The results showed that age and social, economic, and educational status significantly affected the incidence of anxiety caused by the COVID-19 epidemic in cancer patients undergoing radiotherapy, in such a way that in older people as well as people with lower social, economic and educational status, more anxiety occurs. Investigating the relationship between these variables and patients’ knowledge can be the subject of future studies; however, if this relationship can be accepted, it may be suggested that the authorities, in addition to targeted educational, monitoring and practical measures in safety and prevention, consider training and counseling programs to prevent anxiety in cancer patients.
Acknowledgments
Thanks to all the patients who patiently participated in this study and Yazd Radiation Therapy Center staff. This study was conducted with the permission and support of Shahid Sadoughi University of Medical Sciences, Yazd, Iran, and with the ethics code of IR.SSU.REC.1400.117.
Data Availability Statement
The raw data supporting the conclusions of this article will be made available by the authors, without undue reservation.

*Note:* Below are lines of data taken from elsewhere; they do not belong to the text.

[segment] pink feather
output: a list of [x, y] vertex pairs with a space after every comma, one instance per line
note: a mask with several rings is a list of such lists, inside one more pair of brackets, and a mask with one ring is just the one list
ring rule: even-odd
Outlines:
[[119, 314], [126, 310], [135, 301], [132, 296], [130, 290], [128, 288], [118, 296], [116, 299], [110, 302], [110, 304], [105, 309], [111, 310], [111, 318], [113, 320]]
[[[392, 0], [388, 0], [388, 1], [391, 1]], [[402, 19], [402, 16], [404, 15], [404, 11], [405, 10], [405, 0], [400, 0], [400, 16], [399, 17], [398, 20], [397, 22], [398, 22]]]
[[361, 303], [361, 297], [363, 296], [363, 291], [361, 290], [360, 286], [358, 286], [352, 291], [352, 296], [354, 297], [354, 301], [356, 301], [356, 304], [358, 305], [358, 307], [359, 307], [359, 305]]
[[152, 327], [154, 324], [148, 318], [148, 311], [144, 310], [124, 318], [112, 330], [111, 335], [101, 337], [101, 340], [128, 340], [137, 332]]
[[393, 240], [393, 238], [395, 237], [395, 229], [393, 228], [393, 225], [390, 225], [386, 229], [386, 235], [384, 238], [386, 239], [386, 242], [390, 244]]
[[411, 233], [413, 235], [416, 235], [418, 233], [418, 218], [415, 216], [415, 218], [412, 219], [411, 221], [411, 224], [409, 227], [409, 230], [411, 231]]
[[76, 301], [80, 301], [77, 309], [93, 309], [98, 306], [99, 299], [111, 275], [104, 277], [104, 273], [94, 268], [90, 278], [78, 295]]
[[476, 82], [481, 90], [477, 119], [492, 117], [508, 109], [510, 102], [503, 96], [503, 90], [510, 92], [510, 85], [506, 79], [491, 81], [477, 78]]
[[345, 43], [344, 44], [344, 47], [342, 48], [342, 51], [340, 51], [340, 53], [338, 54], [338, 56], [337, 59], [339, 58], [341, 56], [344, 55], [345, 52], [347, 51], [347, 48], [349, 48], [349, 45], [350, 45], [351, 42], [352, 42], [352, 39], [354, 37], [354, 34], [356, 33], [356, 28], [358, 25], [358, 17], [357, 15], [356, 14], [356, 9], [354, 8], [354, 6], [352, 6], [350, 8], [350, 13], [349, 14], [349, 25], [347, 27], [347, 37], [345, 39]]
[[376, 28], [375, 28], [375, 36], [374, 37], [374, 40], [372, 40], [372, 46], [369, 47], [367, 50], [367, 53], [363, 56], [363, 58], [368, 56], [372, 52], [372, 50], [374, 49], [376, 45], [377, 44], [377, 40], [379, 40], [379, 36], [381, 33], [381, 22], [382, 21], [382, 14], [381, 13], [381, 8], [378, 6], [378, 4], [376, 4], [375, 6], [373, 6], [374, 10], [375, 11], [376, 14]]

Declaration of interest statement
The authors declare that they have no competing interests.
Funding
All authors hereby declare that there is no potential or actual personal, financial, or political interest related to this study.
Authors’ contributions
Korosh Saber collected the data, drafted and wrote the manuscript. Farzan Madadizadeh contributed to the statistical analysis. Nima Hamzian participated in the study design and helped drafted and edited the manuscript. All authors contributed to the interpretation of the findings and read and approved the final manuscript.